# Macro de Geada + Floco de Neve



## Minho (3 Jan 2007 às 01:16)

Curtam esta Macro que está no spaweather de um floco de neve pousado sobre geada


----------



## Bruno Campos (3 Jan 2007 às 08:22)

simplesmente fantastico...  

vou ver se trago as minhas macros de pipkrakes...


----------



## Dan (3 Jan 2007 às 10:44)

Gosto muito deste tipo de fotos.


----------



## dj_alex (3 Jan 2007 às 11:43)

Boa foto

Pena estar um bocadinho escuro, mas se fosse tirada com flash nao se devia ver nada...


----------



## Luis França (3 Jan 2007 às 12:16)

Não era escuro que querias dizer, mas denso. Com flash não vias népia, queimava a imagem...

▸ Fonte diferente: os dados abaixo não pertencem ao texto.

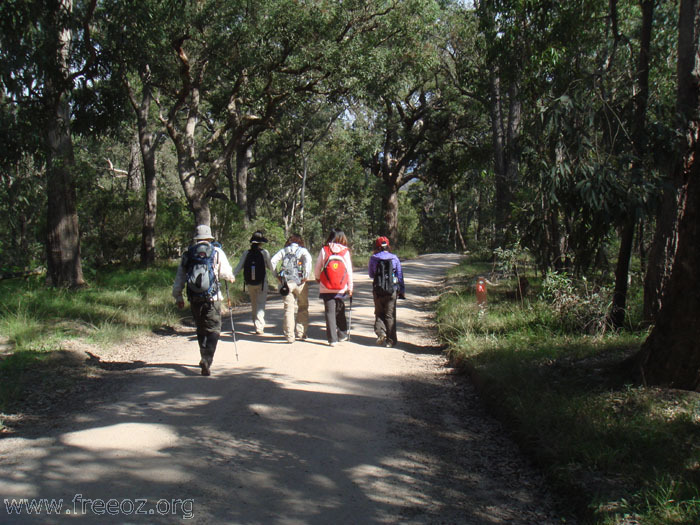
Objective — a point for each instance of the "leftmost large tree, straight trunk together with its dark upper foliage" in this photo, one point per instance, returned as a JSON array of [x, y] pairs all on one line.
[[45, 49]]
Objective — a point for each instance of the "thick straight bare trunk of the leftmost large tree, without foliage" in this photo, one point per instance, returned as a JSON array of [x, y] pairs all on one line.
[[63, 235]]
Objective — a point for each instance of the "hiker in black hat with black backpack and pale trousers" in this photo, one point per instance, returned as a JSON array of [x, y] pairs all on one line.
[[254, 262]]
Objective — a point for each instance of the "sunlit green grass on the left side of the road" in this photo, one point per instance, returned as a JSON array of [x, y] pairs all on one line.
[[36, 321]]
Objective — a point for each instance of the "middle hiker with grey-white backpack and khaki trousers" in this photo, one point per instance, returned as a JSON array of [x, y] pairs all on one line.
[[294, 273]]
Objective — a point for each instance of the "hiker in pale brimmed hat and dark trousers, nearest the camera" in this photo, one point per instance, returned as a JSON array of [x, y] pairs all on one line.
[[201, 268]]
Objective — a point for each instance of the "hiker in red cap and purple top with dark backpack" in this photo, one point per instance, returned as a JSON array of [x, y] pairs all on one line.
[[385, 305]]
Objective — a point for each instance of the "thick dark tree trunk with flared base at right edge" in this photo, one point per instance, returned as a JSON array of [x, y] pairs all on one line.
[[671, 354]]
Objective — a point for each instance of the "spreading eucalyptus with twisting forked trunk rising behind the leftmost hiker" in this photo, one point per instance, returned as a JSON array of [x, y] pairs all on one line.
[[235, 67]]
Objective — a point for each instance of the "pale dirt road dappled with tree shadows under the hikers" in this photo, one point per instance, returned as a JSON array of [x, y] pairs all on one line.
[[286, 434]]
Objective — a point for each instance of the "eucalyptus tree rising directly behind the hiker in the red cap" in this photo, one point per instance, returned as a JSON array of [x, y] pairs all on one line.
[[402, 95]]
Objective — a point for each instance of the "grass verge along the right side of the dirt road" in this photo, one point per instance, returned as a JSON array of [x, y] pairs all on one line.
[[613, 449]]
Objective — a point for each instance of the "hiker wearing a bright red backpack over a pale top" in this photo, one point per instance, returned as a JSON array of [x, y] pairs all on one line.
[[333, 270]]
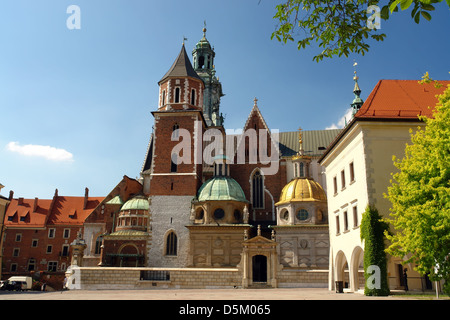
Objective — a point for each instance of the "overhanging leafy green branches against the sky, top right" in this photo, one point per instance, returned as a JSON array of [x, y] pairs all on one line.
[[341, 27]]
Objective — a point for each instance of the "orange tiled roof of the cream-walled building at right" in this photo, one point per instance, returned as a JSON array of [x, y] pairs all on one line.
[[400, 99]]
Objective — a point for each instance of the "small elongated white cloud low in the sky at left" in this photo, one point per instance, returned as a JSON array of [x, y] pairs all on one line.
[[47, 152]]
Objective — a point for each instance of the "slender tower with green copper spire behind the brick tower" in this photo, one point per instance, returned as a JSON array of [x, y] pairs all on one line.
[[203, 56]]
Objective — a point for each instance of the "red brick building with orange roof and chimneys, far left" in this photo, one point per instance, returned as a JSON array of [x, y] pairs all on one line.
[[38, 234]]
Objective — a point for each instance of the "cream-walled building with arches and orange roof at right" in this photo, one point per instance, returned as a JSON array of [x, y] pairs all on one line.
[[358, 166]]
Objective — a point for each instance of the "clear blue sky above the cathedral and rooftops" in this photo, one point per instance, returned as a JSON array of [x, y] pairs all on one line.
[[86, 95]]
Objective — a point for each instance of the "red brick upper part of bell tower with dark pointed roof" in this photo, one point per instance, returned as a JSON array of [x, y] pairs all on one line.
[[178, 121]]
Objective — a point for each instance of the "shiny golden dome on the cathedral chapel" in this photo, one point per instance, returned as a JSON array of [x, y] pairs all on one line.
[[302, 189]]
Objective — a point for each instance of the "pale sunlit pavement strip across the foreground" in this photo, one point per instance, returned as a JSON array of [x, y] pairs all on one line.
[[194, 294]]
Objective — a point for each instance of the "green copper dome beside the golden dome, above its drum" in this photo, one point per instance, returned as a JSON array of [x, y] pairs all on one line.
[[221, 188]]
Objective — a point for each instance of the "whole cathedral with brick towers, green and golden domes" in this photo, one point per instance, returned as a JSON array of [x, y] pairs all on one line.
[[253, 201]]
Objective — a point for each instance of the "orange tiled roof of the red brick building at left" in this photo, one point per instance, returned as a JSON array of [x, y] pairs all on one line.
[[27, 213]]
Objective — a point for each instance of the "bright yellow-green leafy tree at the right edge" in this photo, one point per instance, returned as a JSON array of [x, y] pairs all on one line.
[[420, 196]]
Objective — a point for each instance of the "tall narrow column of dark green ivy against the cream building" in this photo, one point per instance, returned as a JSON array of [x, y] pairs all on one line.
[[372, 232]]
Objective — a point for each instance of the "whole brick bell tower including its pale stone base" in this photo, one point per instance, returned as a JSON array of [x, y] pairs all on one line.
[[172, 170]]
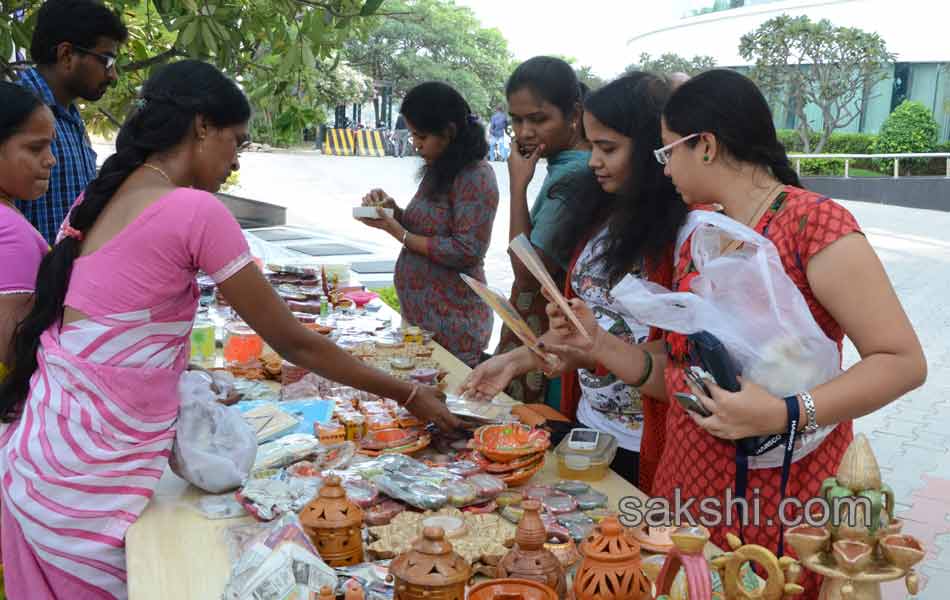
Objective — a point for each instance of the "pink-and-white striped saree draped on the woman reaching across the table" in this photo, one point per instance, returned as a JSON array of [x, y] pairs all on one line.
[[88, 451]]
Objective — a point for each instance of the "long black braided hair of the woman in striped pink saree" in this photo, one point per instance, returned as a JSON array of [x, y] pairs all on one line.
[[171, 99]]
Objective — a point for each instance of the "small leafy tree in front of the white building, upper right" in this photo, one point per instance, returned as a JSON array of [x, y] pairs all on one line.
[[800, 63]]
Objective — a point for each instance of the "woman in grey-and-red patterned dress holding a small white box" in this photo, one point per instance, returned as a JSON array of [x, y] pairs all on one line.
[[446, 228]]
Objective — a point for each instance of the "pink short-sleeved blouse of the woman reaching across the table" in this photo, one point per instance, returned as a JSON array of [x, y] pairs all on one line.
[[151, 264]]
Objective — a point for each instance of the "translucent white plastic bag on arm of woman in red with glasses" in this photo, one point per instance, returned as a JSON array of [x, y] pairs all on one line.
[[747, 300]]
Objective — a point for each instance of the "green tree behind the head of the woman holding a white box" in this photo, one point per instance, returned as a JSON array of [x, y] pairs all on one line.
[[426, 40]]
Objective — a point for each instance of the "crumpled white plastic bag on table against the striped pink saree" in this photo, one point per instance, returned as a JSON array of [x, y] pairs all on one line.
[[214, 446]]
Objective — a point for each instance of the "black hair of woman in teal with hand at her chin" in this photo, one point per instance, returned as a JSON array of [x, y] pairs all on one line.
[[552, 80]]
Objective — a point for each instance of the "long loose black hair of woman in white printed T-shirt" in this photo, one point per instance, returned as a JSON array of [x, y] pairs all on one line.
[[642, 218]]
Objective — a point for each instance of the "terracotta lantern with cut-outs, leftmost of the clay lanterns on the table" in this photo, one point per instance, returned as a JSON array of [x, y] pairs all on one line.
[[335, 525]]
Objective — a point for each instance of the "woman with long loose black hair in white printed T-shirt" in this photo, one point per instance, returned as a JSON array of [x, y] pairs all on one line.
[[626, 213]]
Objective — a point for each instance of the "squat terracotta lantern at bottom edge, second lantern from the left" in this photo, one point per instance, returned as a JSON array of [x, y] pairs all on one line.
[[431, 570]]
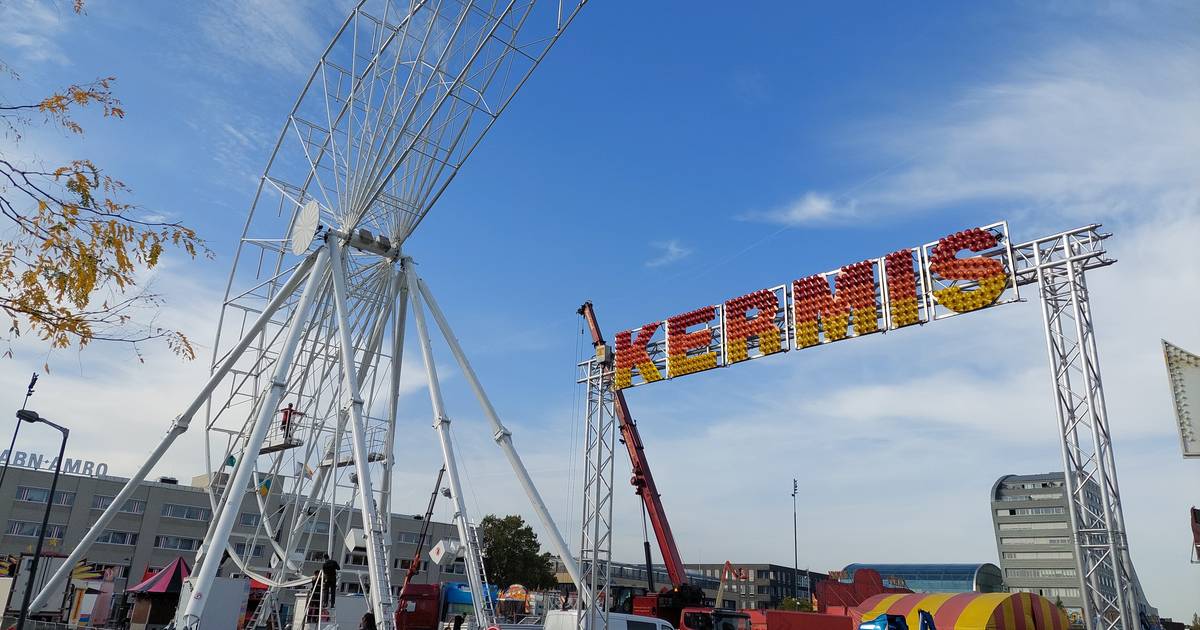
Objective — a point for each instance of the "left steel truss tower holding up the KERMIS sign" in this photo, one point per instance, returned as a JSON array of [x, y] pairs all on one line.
[[596, 543]]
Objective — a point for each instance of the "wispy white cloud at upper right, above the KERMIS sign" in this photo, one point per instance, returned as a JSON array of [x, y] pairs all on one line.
[[1089, 129]]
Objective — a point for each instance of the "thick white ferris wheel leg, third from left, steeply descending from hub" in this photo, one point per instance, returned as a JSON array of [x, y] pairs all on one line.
[[377, 568]]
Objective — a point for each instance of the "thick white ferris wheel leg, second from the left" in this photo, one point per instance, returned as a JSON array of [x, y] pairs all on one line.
[[245, 465]]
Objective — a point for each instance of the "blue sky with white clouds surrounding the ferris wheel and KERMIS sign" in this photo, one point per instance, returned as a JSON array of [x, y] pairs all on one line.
[[668, 157]]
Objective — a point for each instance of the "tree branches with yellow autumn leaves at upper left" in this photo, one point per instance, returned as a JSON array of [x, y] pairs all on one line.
[[70, 263]]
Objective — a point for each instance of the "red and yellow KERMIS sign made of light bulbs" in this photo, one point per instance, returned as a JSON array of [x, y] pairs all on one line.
[[958, 274]]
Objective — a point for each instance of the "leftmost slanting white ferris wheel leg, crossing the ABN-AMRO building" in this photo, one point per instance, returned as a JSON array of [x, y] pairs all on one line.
[[178, 428]]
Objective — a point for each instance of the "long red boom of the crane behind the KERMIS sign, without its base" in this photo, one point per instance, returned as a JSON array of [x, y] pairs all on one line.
[[643, 479]]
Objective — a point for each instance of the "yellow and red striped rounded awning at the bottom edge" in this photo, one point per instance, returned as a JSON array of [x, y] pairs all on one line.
[[969, 611]]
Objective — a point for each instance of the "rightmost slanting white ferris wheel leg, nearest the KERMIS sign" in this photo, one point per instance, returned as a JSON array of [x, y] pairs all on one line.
[[503, 437]]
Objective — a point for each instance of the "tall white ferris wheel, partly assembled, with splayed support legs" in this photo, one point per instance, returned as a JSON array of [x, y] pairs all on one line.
[[301, 409]]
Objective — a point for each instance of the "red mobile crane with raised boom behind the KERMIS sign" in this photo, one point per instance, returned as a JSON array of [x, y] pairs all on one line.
[[682, 605]]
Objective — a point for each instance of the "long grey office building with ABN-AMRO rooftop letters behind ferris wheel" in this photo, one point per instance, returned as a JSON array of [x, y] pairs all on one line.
[[165, 520]]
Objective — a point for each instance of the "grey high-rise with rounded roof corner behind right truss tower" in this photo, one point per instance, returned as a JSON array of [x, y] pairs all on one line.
[[1034, 537]]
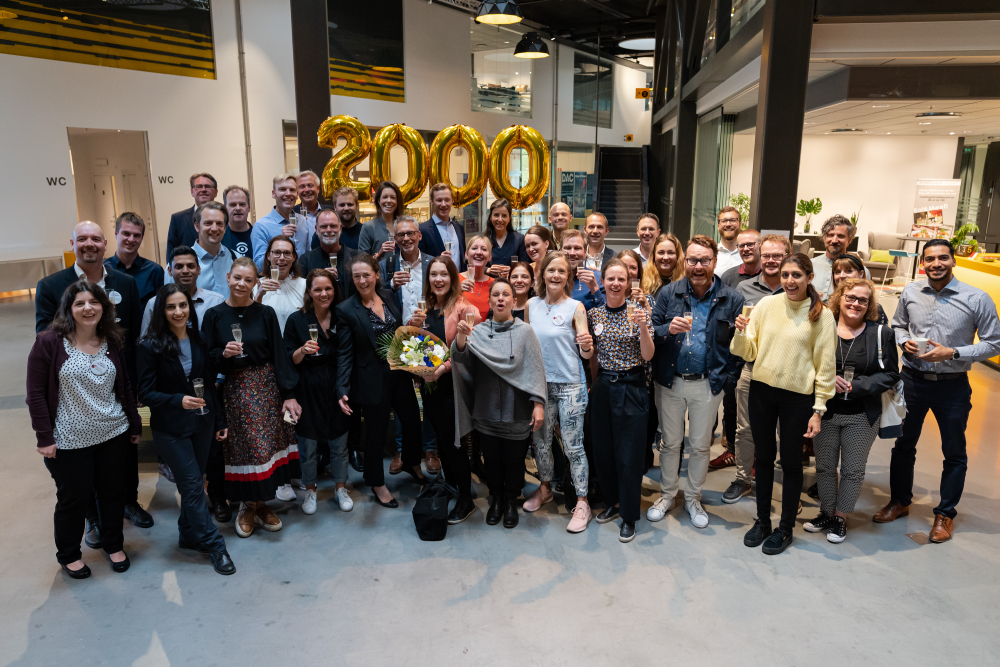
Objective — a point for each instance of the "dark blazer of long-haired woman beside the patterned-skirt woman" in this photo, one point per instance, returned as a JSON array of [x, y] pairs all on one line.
[[162, 386]]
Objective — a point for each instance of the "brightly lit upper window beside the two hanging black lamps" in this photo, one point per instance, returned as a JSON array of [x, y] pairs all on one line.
[[501, 83]]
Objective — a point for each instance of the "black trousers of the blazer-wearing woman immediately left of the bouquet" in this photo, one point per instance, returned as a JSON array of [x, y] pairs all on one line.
[[398, 396]]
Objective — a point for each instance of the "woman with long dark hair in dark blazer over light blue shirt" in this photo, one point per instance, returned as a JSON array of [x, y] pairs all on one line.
[[173, 365]]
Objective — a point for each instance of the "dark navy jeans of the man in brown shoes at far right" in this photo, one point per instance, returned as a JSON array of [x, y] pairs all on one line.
[[951, 402]]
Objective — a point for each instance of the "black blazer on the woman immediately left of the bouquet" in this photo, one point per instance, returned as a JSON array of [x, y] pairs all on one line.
[[359, 368]]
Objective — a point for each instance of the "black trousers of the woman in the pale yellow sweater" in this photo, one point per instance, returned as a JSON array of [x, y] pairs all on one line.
[[771, 408]]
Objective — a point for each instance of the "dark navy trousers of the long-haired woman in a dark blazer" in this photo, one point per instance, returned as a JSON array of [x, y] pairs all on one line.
[[188, 459]]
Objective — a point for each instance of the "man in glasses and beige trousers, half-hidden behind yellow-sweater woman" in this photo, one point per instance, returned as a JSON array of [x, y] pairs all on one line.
[[773, 250]]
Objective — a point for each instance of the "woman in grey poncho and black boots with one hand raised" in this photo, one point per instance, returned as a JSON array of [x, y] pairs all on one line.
[[499, 380]]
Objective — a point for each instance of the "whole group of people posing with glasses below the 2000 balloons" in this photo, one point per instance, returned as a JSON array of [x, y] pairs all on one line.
[[261, 362]]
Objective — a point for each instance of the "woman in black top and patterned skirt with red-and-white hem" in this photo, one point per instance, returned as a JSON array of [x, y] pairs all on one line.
[[261, 451]]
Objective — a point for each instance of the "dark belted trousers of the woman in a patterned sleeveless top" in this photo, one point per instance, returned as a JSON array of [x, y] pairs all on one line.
[[619, 426]]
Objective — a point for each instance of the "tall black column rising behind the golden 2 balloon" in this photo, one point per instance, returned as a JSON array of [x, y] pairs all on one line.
[[311, 55]]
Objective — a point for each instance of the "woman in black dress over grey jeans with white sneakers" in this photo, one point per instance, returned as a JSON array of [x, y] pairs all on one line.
[[316, 363]]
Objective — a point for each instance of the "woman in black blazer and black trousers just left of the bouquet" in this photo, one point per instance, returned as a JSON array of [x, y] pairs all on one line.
[[362, 321]]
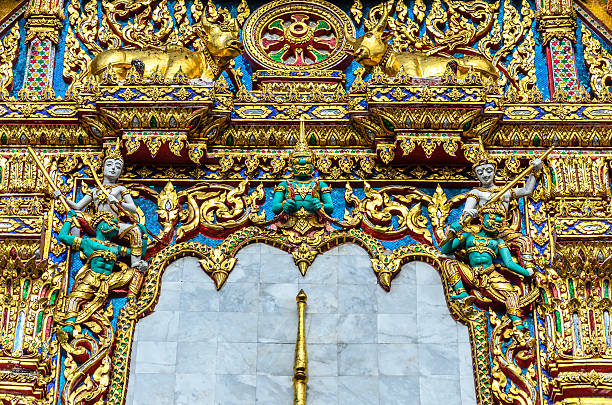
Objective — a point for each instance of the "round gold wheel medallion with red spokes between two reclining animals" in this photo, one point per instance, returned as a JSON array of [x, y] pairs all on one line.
[[303, 36]]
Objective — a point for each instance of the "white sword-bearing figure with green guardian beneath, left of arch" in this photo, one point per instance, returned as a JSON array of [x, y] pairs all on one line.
[[103, 272]]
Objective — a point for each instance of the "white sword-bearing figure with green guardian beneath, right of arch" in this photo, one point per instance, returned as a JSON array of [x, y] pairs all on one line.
[[485, 262]]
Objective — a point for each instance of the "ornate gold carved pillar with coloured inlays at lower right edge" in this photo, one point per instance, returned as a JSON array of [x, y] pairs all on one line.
[[576, 310]]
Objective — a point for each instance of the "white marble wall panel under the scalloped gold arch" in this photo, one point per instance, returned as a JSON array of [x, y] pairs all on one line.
[[236, 346]]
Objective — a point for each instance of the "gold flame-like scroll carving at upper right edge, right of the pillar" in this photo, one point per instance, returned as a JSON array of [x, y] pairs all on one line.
[[599, 62]]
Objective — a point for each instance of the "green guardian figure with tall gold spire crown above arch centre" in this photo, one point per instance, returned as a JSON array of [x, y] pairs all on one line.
[[303, 199]]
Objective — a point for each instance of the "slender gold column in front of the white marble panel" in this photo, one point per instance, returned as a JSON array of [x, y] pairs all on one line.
[[300, 363]]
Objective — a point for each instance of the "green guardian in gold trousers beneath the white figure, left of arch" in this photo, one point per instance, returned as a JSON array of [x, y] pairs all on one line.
[[102, 272]]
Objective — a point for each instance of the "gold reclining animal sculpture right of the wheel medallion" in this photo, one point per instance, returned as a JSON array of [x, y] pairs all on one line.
[[372, 49]]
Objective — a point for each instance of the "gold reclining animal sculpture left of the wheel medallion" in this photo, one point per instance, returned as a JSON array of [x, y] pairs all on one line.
[[222, 40]]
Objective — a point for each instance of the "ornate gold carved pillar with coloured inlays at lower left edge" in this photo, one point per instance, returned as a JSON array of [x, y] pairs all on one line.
[[31, 292]]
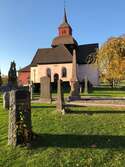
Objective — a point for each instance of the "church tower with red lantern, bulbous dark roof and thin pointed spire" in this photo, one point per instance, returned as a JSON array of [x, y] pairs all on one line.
[[65, 35]]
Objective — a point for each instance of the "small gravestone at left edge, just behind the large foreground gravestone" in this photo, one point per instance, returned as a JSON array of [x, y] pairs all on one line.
[[6, 100]]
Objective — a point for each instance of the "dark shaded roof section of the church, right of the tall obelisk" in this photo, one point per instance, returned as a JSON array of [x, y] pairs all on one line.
[[86, 52]]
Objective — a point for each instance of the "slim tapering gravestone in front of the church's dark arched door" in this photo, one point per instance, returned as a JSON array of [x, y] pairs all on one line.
[[60, 106]]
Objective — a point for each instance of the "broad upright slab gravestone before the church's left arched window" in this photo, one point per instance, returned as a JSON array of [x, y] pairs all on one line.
[[45, 90]]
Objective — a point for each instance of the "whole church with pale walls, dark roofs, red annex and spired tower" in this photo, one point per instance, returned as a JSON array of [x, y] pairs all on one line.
[[56, 61]]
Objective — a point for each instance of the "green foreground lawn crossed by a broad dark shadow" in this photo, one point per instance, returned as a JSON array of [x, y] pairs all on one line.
[[95, 138]]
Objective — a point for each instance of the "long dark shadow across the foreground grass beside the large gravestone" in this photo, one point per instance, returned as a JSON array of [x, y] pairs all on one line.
[[79, 141]]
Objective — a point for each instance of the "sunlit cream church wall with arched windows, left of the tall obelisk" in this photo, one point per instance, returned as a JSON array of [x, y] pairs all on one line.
[[55, 68]]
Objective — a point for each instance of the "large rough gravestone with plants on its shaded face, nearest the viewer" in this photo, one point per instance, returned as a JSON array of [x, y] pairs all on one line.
[[20, 129]]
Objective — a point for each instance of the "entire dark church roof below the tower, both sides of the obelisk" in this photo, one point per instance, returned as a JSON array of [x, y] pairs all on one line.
[[61, 54]]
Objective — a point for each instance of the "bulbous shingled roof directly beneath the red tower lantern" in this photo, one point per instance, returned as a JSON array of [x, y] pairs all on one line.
[[65, 40]]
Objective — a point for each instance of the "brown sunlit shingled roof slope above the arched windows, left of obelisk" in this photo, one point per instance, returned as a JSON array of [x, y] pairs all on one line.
[[56, 55]]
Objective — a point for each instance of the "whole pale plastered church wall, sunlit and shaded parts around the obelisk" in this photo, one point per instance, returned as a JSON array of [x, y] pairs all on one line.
[[89, 70]]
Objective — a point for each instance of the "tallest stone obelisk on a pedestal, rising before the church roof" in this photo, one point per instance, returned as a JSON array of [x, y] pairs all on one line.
[[75, 87]]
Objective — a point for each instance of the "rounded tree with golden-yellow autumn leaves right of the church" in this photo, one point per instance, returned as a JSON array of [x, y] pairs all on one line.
[[111, 60]]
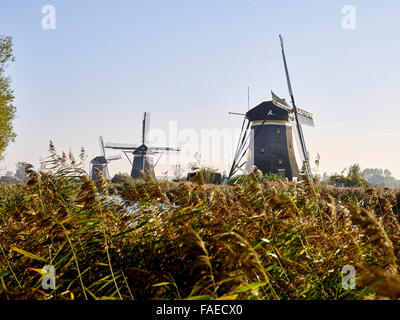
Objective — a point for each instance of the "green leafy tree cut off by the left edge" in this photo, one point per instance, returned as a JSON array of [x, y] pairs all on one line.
[[7, 109]]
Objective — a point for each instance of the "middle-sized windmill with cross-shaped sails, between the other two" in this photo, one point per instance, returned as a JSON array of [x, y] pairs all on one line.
[[142, 154]]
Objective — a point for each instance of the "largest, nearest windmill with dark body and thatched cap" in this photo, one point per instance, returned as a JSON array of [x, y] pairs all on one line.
[[267, 136]]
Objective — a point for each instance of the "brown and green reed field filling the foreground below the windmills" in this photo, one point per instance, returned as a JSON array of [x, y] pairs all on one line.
[[254, 239]]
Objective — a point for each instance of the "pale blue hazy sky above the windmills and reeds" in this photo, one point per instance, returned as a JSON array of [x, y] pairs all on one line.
[[191, 62]]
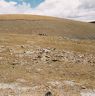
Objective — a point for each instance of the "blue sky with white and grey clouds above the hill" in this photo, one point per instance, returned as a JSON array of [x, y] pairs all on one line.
[[83, 10]]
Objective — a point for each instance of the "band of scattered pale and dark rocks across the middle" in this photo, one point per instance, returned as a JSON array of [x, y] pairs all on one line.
[[35, 54]]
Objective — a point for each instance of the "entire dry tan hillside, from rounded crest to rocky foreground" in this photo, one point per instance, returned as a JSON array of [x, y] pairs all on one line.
[[46, 56]]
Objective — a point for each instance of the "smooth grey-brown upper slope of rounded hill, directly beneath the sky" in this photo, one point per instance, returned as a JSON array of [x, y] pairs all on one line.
[[46, 25]]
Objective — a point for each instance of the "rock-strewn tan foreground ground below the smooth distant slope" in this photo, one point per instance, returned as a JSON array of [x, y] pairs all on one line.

Vê lá se era isto que querias ver:


----------



## dj_alex (3 Jan 2007 às 14:37)

Luis França disse:


> Não era escuro que querias dizer, mas denso. Com flash não vias népia, queimava a imagem...
> 
> Vê lá se era isto que querias ver:


----------



## ACalado (3 Jan 2007 às 18:11)

Luis França disse:


> Não era escuro que querias dizer, mas denso. Com flash não vias népia, queimava a imagem...
> 
> Vê lá se era isto que querias ver:



linda foto muitos parabéns não é facil conseguir uma foto tao nitida em macro  
podes postar a foto numa resolução maior pois ficava a matar no meu desktop se não te importares claro


----------



## Luis França (3 Jan 2007 às 18:59)

> linda foto muitos parabéns não é facil conseguir uma foto tao nitida em macro
> podes postar a foto numa resolução maior pois ficava a matar no meu desktop se não te importares claro



Atenção que não fui eu que tirei a foto; só lhe dei um "jeito"...


----------



## kimcarvalho (3 Jan 2007 às 19:10)

Luis permite-me postar esta sem ruído digital!  

Agora o pessoal é só escolher, atenção que eu sou completamente amador na arte fotográfica, aliás nem amador sou... falo com eles!  





Já agora para quem gosta deste tipo de fotos de flocos de neve, aqi lhes deixo este site que tme bastantes: http://www.snowcrystals.com/


----------



## Luis França (3 Jan 2007 às 20:57)

Tens razão, Kim, esqueci-me do ruído ...   mas, como sempre, estás atento a estas coisas e resolveste o assunto!


----------